Noel Emits, Friday, 19 February 2021 11:40 (five years ago)

Delightful detail on the cover of the Playboy magazine shown in ep 1: 'Vladimir Nabokov's sexiest new work since Lolita'

ledge, Friday, 19 February 2021 15:22 (five years ago)

and 'people thought the bavarian illuminati wanted to undermine democracy but in fact they were utopians trying to replace religion with reason' - these two goals are not at all contradictory. - sure but one doesn't automatically imply the other, so distinction still useful?

picking up on an earlier thread, oscar, Astrid Proll actually spent some time on the lam in the UK if you didn't know, so that could have been written by someone who'd met her! Or, who knows, the woman herself, in a fit of self-irony?

Daniel_Rf, Friday, 19 February 2021 16:24 (five years ago)

and 'people thought the bavarian illuminati wanted to undermine democracy but in fact they were utopians trying to replace religion with reason' - these two goals are not at all contradictory. sure but one doesn't automatically imply the other, so distinction still useful?

The "but" sounds like it implies the latter aim necessarily precludes having the former.

Noel Emits, Friday, 19 February 2021 16:42 (five years ago)

yeah; also my paraphrase missed out on the key curtis detail that it wasn't "in fact " but "in reality".

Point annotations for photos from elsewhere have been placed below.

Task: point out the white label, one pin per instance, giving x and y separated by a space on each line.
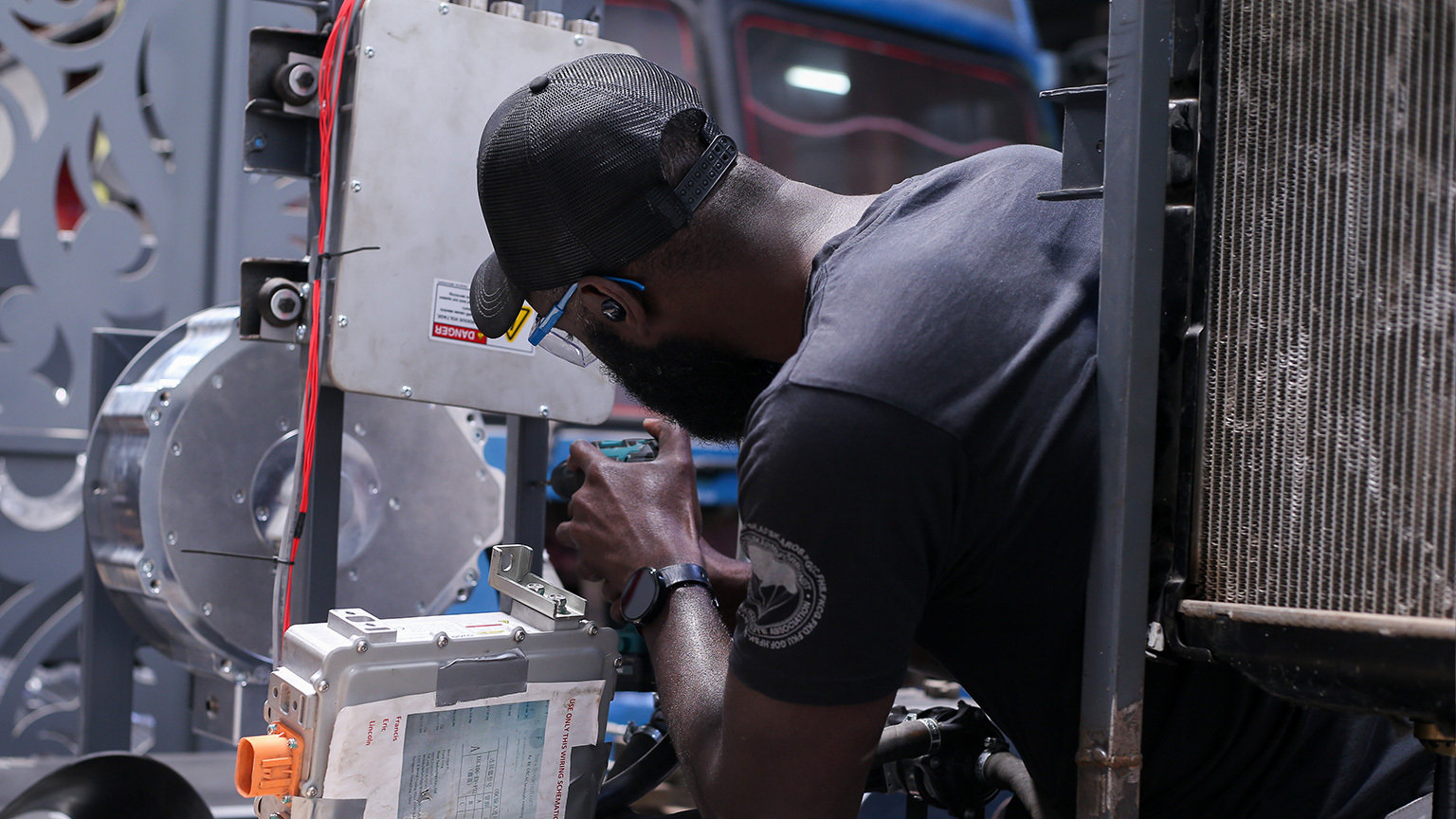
453 324
500 758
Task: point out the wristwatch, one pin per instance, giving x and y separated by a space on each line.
646 589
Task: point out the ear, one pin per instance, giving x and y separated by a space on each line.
635 325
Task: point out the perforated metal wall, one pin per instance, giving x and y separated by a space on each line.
1328 453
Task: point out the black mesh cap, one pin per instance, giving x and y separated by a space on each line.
570 179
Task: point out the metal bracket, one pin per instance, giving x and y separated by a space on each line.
1083 141
542 605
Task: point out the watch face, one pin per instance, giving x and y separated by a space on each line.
640 595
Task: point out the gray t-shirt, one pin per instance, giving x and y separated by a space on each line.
923 471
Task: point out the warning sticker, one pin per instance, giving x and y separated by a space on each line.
451 320
502 758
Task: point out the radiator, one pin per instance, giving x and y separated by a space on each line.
1325 455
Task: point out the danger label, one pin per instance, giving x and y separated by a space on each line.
451 322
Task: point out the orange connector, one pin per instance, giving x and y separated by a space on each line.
271 764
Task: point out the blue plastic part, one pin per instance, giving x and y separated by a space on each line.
950 21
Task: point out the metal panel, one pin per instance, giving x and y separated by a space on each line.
428 76
1328 475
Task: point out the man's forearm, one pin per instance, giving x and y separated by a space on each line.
689 648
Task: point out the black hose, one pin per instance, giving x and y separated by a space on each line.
1443 802
1007 772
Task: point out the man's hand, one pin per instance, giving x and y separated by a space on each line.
632 515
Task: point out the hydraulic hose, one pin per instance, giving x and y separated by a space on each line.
1005 772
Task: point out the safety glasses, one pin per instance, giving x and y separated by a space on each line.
561 343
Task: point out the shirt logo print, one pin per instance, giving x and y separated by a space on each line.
787 591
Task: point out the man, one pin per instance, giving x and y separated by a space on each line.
913 382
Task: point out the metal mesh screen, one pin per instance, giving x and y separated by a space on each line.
1328 475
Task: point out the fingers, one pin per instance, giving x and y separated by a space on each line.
673 442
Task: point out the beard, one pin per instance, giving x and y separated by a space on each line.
700 387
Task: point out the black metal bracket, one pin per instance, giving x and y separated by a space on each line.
1083 130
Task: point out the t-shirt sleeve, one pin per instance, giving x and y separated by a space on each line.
846 504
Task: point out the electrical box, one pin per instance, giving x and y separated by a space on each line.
480 716
426 78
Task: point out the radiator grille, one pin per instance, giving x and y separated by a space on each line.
1328 450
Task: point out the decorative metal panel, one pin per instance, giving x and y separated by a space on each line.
1328 475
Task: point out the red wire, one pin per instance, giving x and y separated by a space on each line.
328 86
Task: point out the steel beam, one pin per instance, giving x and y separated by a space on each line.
1136 168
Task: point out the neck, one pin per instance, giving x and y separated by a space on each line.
771 290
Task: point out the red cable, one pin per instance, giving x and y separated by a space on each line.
328 86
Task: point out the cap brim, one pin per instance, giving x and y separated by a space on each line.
496 303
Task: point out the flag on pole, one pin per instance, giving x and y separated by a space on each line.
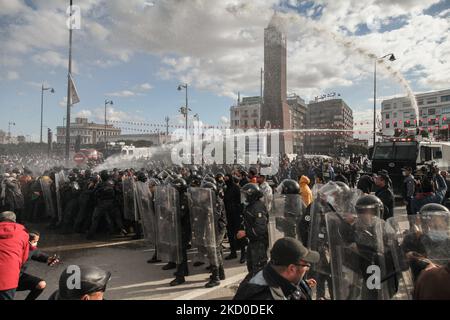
74 99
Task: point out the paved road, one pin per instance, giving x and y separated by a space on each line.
132 277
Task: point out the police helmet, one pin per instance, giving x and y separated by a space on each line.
369 204
92 279
104 175
209 185
252 192
141 176
179 184
289 186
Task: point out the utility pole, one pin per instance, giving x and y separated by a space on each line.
69 95
167 119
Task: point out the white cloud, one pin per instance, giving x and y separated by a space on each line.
63 102
122 94
12 75
12 7
218 45
137 90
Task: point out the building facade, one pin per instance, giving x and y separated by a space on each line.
246 114
297 112
89 132
434 113
275 109
332 114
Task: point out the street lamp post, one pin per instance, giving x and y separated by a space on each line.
9 130
391 58
42 105
186 109
106 142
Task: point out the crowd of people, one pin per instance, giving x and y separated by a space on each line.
303 216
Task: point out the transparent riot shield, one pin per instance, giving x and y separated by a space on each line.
358 258
46 183
287 210
129 209
201 209
434 231
144 206
402 236
60 180
167 209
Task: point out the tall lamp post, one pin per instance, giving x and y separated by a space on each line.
9 130
106 123
42 105
185 110
391 58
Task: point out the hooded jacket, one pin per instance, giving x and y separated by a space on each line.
14 248
305 191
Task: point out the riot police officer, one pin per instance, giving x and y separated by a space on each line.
220 223
182 268
255 228
106 206
93 281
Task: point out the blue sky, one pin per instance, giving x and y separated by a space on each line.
137 54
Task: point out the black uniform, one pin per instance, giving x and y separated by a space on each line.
267 284
255 223
106 207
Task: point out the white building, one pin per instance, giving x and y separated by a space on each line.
434 113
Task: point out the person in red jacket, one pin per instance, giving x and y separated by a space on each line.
14 248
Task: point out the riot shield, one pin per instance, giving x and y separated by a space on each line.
402 239
46 183
167 209
434 229
358 258
201 208
60 180
129 209
287 210
144 205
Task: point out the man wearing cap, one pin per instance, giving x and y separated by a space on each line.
282 277
385 194
14 249
409 188
82 283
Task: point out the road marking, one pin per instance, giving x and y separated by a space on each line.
90 245
200 292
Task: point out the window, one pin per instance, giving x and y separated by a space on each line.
445 98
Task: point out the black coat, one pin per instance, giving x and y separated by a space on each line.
387 197
233 207
269 285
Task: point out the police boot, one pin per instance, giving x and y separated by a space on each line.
177 281
243 256
231 256
154 259
214 279
169 265
221 272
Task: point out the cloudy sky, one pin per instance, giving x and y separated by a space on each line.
136 52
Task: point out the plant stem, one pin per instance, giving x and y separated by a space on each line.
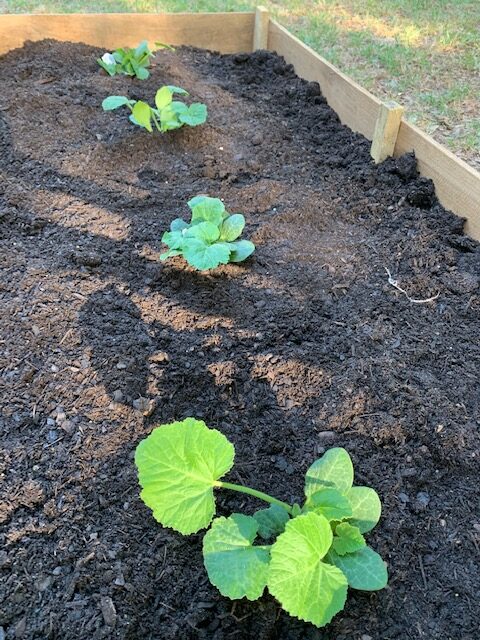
254 493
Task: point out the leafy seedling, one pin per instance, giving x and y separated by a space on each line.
167 114
211 236
307 556
130 62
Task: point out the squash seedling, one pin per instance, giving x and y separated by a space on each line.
169 113
130 62
307 556
210 238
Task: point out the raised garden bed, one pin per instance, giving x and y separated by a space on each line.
305 346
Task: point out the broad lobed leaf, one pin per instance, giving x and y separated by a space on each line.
330 503
364 568
305 585
347 539
205 256
334 467
271 521
366 507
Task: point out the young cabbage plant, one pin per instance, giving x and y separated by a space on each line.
129 62
305 555
211 236
167 114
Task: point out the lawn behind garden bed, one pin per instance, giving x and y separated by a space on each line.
305 346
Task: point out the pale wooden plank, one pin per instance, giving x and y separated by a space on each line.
356 107
456 183
386 131
260 32
225 32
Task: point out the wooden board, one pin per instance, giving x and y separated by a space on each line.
456 183
356 107
386 131
225 32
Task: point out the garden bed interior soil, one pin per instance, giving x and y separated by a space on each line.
305 346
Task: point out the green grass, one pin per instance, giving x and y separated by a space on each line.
423 53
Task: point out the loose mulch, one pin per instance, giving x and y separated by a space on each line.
304 346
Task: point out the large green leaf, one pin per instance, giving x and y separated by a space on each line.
114 102
335 466
196 114
271 521
241 249
207 209
366 507
206 231
178 465
305 586
205 256
232 227
347 539
163 98
330 503
143 115
365 569
236 567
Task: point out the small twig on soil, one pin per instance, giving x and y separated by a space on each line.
394 283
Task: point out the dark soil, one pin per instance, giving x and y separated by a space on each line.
305 346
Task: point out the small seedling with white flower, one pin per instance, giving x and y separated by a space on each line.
128 61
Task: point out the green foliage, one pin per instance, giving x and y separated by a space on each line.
234 565
178 465
305 585
210 238
314 553
168 114
129 62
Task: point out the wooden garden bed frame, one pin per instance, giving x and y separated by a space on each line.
457 184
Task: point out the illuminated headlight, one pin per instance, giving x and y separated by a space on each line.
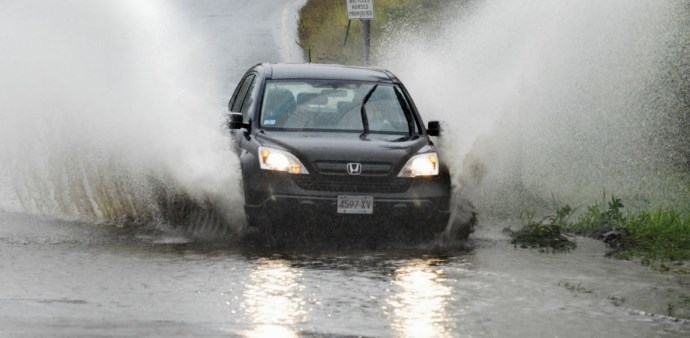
421 165
279 160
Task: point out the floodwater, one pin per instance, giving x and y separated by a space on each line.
133 276
75 279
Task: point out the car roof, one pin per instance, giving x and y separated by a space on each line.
326 72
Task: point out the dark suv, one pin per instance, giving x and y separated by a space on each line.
336 146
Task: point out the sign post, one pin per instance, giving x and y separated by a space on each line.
363 10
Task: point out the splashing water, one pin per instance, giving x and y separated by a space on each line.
555 101
107 114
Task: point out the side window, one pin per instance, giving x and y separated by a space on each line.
241 92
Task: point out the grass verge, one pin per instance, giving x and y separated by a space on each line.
658 236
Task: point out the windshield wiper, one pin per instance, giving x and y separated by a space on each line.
406 110
365 119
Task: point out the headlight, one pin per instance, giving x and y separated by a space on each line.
421 165
279 160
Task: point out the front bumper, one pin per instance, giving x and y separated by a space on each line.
274 197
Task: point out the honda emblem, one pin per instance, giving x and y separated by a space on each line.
354 169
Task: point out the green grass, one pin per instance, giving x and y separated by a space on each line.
323 26
546 235
658 236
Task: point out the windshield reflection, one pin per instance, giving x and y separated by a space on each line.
272 299
419 299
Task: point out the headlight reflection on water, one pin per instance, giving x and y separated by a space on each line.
418 301
272 299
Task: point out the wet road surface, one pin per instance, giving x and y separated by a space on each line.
76 279
72 279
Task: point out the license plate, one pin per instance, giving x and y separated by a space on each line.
348 204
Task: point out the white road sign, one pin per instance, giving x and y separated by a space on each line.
360 9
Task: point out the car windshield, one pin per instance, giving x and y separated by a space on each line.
362 107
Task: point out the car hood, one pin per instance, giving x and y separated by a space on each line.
313 148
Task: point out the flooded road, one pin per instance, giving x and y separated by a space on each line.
72 279
118 272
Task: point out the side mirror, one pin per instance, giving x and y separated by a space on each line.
434 128
235 121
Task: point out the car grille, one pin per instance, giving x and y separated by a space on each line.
351 184
340 168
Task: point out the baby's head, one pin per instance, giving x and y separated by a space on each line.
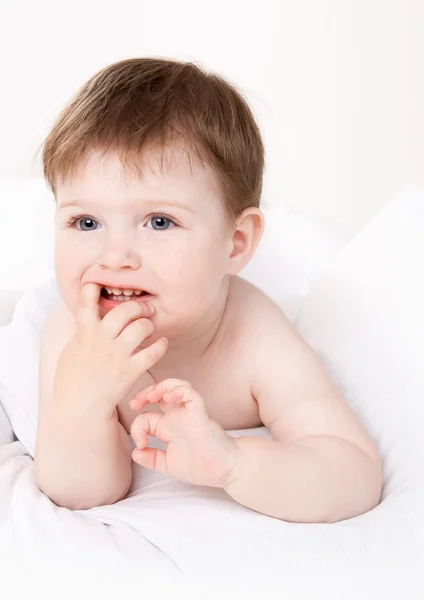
156 167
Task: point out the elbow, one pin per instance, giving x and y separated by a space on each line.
365 495
73 498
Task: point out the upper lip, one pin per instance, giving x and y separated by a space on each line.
120 286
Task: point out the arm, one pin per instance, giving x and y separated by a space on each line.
321 465
82 456
81 459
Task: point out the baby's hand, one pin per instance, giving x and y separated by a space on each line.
198 451
100 365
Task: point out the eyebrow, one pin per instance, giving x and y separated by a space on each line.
81 203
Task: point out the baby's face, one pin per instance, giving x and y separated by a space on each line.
166 234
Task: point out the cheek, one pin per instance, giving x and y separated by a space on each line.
69 265
192 263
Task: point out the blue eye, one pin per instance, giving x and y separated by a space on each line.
84 223
160 223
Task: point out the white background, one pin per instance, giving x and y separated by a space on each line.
337 85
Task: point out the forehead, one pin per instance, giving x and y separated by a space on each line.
169 173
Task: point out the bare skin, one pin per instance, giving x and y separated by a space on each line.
213 353
229 400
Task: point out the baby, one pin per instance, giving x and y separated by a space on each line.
156 167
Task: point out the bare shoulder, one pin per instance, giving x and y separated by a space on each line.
256 315
296 397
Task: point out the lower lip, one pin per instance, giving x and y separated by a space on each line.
109 304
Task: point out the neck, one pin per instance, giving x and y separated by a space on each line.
186 352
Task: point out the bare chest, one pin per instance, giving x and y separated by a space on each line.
225 388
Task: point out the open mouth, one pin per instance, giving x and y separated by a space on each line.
117 295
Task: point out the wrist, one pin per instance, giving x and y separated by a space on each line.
235 459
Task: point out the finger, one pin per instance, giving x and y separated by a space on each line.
139 401
147 357
185 395
144 425
88 304
135 333
115 321
154 393
151 458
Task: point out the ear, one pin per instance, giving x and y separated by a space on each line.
246 236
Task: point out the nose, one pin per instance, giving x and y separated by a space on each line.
118 255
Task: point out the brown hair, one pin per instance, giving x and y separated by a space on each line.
139 101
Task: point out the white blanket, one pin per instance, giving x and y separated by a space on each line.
166 532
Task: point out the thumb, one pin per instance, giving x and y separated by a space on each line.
88 304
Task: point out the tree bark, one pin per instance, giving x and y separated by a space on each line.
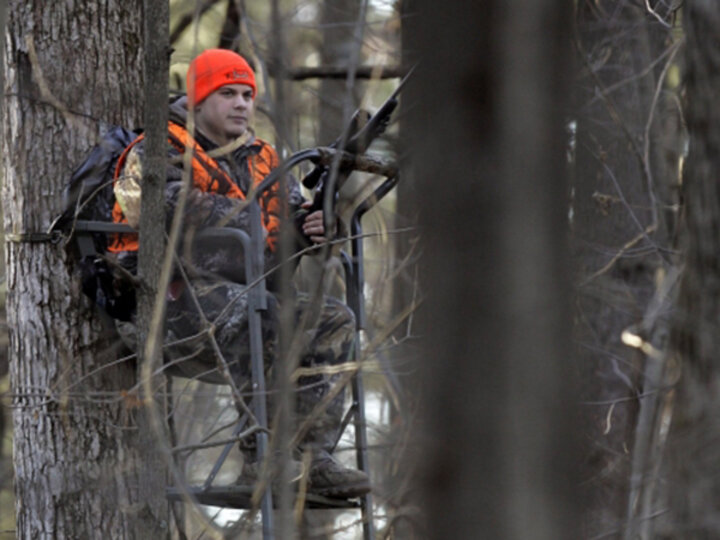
498 453
70 69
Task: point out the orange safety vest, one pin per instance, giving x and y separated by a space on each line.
208 176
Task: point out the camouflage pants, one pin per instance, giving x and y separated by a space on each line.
325 339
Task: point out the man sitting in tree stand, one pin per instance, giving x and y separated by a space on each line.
221 92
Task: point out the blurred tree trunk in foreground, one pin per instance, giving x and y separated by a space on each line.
68 69
499 453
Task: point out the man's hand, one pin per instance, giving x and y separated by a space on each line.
314 225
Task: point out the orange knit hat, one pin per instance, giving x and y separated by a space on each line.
214 68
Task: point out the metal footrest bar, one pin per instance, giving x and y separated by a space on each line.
240 497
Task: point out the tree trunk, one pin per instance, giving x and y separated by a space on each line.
694 483
498 453
70 68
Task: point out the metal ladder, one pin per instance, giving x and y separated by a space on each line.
240 497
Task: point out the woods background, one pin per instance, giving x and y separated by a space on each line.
543 284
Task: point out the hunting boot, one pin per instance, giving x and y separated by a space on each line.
330 478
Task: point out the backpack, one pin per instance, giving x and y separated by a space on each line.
89 196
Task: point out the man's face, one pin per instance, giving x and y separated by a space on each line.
225 114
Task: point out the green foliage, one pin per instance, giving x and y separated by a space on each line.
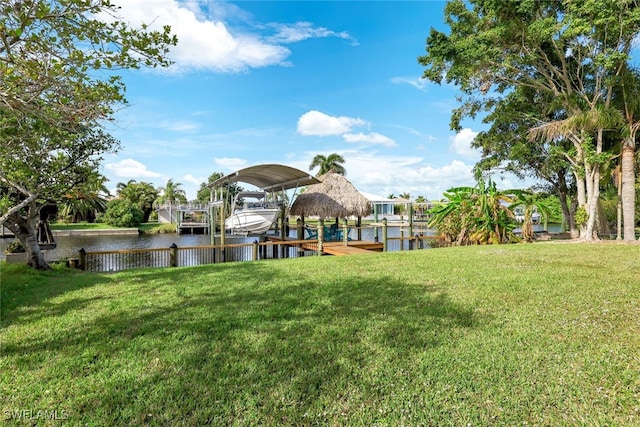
581 215
475 215
58 90
122 213
332 162
15 247
142 194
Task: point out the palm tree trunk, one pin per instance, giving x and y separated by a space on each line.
628 192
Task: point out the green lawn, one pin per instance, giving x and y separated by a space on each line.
542 334
80 226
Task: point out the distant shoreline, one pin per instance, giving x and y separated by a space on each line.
97 232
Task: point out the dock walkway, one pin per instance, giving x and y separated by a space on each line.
353 247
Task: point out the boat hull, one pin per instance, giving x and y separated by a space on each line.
251 221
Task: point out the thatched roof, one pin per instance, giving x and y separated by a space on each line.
334 197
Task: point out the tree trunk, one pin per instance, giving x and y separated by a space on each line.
568 210
24 228
589 232
628 192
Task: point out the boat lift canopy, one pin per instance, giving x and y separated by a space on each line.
270 177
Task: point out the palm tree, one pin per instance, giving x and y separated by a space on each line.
85 200
142 194
530 202
332 162
477 214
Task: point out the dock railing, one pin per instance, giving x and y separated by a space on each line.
174 256
407 238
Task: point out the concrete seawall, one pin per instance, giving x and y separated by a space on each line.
97 232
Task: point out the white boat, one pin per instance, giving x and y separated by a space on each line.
251 214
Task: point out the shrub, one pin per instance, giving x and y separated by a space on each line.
15 247
122 213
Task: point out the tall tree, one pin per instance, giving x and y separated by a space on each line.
475 215
332 162
84 201
142 194
572 51
53 103
629 101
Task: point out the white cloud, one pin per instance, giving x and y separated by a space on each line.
132 169
230 163
206 43
461 144
315 123
290 33
179 125
380 174
193 180
418 83
370 138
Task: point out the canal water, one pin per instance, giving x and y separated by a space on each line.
68 246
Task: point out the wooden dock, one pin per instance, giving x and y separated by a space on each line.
353 247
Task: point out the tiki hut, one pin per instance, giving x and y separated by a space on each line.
334 197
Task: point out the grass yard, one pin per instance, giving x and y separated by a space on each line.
80 226
541 334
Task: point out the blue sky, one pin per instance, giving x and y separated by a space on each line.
279 82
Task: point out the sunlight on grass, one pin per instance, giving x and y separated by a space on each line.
544 334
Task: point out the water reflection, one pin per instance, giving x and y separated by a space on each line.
68 246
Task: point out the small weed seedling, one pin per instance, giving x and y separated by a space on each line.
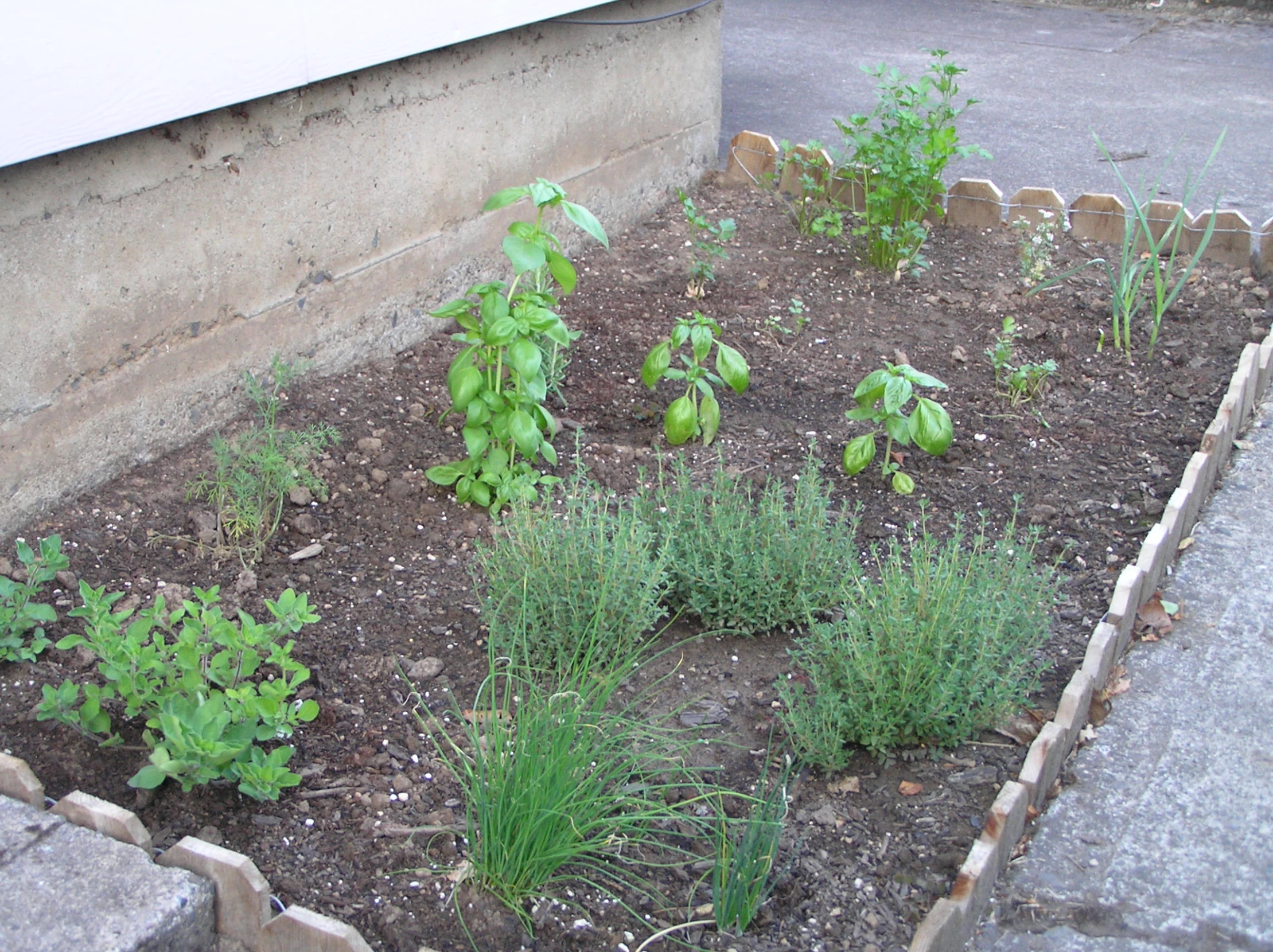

ledge, Friday, 19 February 2021 18:17 (five years ago)

The guy who wrote the blog I linked has written this up further here.

https://tribunemag.co.uk/2021/02/in-defence-of-adam-curtis

xyzzzz__, Saturday, 20 February 2021 21:16 (five years ago)

For the more literal-minded viewer, though, his rooting of contemporary systems of control in colonialism becomes a point of frustration, as he appears to argue that colonial administrative techniques were the decisive origin of computational rationality, but this is to miss the point. The footage he uses functions as evidence of how these systems rhyme historically. Both cases involve the circumscription and prediction of behaviour, both involve the control of restive populations, frequently for the purposes of labour. His discussion of the British interest in understanding the ‘African mind’ ultimately derives from Aime Cesaire’s 1950 Discourse on Colonialism: techniques of oppression and exploitation deployed at the periphery will return to the metropole.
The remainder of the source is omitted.